Auf Initiative der Gleichbehandlungsbeauftragten der AUVA, DGKP Larissa Kornfeld, UGP, engagiert sich die AUVA – nicht nur im Kampagnenzeitraum. „Gut geschultes und sensibilisiertes Personal nimmt eine Schlüsselrolle ein, denn oft ist es nicht so einfach erkennbar, ob Verletzungen aufgrund von Gewalteinwirkung oder aufgrund eines Unfalls passiert sind“, beschreibt Dr. Irene Tambornino, Ärztliche Direktor-Stellvertreterin der AUVA, den Alltag in den AUVA-Spitälern. Betroffene versuchen meist, selbst das Thema kleinzuhalten. „Das Ansprechen eines Gewaltverdachtes erfordert Einfühlungsvermögen und einen sensiblen Umgang mit den Betroffenen. Wir legen großen Wert darauf, dass unsere Mitarbeitenden bewusst hinschauen, gewaltbedingte Verletzungen erkennen und verantwortungsvoll handeln“, so Tambornino.

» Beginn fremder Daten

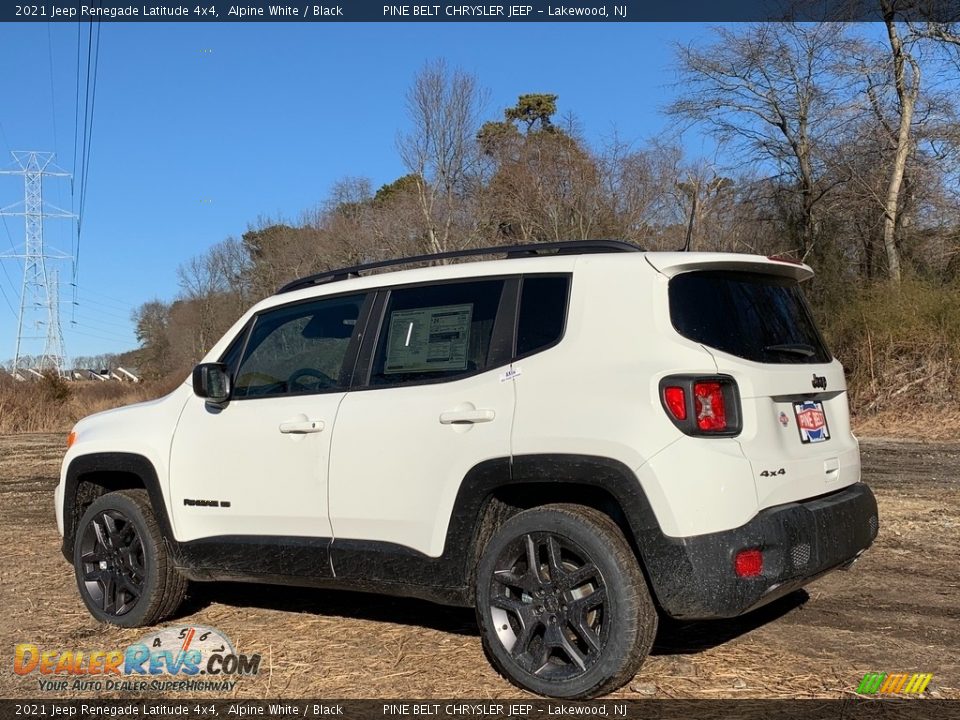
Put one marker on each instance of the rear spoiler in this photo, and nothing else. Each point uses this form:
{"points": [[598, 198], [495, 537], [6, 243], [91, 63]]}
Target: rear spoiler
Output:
{"points": [[674, 263]]}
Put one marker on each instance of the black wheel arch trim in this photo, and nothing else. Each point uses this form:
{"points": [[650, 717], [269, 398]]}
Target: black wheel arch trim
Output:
{"points": [[120, 462]]}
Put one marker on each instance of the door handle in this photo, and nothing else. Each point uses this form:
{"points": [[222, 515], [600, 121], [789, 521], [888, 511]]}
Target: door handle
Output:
{"points": [[466, 417], [301, 427]]}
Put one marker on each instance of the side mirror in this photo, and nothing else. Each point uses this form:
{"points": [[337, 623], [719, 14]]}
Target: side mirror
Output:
{"points": [[212, 381]]}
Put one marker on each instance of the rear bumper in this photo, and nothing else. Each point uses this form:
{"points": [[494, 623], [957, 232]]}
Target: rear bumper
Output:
{"points": [[694, 577]]}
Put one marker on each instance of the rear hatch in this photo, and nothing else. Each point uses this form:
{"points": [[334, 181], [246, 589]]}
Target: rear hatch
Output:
{"points": [[750, 314]]}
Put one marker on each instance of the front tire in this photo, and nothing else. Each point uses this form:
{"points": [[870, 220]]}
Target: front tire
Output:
{"points": [[562, 604], [124, 571]]}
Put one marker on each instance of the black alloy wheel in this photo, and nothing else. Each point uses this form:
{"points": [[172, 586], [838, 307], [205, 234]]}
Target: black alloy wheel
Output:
{"points": [[113, 563], [548, 602], [125, 571], [562, 604]]}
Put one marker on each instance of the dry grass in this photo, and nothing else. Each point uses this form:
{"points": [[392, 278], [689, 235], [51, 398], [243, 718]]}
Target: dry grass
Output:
{"points": [[894, 611], [52, 404]]}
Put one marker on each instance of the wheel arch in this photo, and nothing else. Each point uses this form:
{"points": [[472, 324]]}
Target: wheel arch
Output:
{"points": [[91, 476], [495, 490]]}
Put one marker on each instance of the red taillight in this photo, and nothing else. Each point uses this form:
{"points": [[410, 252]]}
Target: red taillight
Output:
{"points": [[676, 402], [709, 406], [748, 563], [702, 405]]}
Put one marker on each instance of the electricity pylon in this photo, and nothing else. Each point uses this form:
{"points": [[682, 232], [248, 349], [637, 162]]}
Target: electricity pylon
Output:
{"points": [[39, 298]]}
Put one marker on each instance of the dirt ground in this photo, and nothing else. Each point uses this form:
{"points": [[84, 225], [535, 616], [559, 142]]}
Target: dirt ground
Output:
{"points": [[895, 611]]}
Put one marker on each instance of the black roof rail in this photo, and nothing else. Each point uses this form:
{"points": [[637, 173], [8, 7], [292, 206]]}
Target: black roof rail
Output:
{"points": [[566, 247]]}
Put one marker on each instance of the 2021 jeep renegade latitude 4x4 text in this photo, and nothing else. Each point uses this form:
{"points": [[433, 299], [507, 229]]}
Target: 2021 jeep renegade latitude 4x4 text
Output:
{"points": [[573, 440]]}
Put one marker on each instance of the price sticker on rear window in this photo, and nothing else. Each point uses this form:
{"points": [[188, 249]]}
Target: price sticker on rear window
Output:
{"points": [[811, 421]]}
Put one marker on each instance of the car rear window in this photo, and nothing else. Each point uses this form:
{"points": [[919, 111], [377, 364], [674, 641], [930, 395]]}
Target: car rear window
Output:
{"points": [[758, 317]]}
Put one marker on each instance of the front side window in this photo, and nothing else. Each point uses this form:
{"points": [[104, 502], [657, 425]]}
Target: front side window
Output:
{"points": [[299, 349], [436, 332]]}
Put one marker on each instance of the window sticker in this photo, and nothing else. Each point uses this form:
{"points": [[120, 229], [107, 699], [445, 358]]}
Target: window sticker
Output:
{"points": [[428, 339]]}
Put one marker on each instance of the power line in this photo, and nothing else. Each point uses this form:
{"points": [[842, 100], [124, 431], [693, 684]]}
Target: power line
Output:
{"points": [[5, 298], [53, 102], [116, 339], [4, 136], [118, 301], [89, 112]]}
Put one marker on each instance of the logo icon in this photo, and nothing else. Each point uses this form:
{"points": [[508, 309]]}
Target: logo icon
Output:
{"points": [[894, 683], [173, 658]]}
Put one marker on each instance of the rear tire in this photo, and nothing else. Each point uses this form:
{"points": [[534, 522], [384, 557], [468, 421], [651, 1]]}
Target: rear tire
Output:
{"points": [[562, 604], [125, 574]]}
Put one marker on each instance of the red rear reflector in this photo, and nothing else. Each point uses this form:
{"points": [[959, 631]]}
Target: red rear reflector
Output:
{"points": [[749, 563], [709, 406], [676, 402]]}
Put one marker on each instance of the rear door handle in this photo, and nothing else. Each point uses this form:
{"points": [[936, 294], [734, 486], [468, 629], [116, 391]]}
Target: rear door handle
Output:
{"points": [[301, 427], [467, 417]]}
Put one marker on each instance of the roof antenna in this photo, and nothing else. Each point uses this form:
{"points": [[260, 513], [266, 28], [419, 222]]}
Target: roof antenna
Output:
{"points": [[694, 194]]}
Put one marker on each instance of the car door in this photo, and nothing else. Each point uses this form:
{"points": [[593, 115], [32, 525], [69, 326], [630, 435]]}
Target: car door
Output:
{"points": [[257, 465], [435, 401]]}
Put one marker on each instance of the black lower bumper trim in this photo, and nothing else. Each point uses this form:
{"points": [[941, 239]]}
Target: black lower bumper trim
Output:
{"points": [[694, 577]]}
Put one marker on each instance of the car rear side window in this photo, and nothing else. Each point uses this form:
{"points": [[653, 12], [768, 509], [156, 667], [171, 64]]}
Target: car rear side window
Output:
{"points": [[758, 317], [543, 312], [436, 332]]}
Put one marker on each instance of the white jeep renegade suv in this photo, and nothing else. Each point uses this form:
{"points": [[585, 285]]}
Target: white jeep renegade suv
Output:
{"points": [[572, 440]]}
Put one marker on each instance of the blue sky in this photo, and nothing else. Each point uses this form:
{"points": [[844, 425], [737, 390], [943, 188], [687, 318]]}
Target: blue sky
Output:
{"points": [[199, 129]]}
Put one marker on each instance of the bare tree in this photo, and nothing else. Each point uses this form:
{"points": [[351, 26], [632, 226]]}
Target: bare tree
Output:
{"points": [[441, 151], [769, 89]]}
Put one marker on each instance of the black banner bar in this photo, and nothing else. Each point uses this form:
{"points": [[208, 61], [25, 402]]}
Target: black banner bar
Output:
{"points": [[854, 708], [472, 11]]}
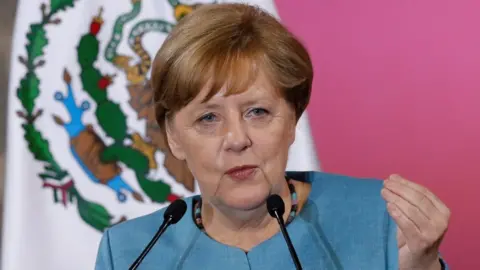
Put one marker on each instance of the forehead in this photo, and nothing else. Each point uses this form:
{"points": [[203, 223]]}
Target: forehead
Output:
{"points": [[260, 88]]}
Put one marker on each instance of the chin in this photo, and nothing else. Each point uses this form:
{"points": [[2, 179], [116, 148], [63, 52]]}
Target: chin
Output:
{"points": [[246, 200]]}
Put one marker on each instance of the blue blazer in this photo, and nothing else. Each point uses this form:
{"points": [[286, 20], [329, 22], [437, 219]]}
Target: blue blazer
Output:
{"points": [[343, 225]]}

Dafür arbeitet die AUVA mit Gewaltschutzeinrichtungen in den Ländern und Opferschutzgruppen anderer Träger zusammen, um Betroffenen nach medizinischer Versorgung weitere psychosoziale und rechtliche Unterstützung anbieten zu können. „Neben der hohen Bedeutung des Engagements jedes:jeder Einzelnen ist es auch ein Ziel der AUVA, eine Führungsrolle in Österreich bei der Umsetzung derartiger Konzepte zu übernehmen, zur Enttabuisierung des Themas beizutragen und unser Wissen im Sinne unserer Vorbildfunktion auch an andere Einrichtungen weiterzugeben“, beschreibt Dr. Roland Frank, Ärztlicher Direktor der AUVA, das Engagement gemeinsam mit der Gesellschaft der Gutachterärzte sowie der österreichischen Bundesregierung, häusliche Gewalt zu bekämpfen. „Dabei kommt es auch darauf an, dass wir bei der Erstellung von Befunden so sorgfältig wie möglich arbeiten, Verletzungen bestmöglich beschreiben sowie dokumentieren und uns nicht mit Ausreden über den vermeintlichen Unfallhergang der Verletzungen bei Frauen zufriedengeben“, sagt der Ärztliche Direktor. Die AUVA ist in puncto Dokumentation Vorbild für viele andere Spitäler, damit Krankengeschichten im Bedarfsfall als Beweis für häusliche Gewalt gegen eine Frau herangezogen werden können. Bei Vorliegen entsprechend eindeutiger Indizien von häuslicher Gewalt muss die notwendige Hilfe im Krankenhaus angeboten werden. (rh)

Eine Frau zeigt die Handgeste für Stopp
Beim Erkennen von Gewalt und der raschen Hilfe ist das Gesundheitspersonal gefordert.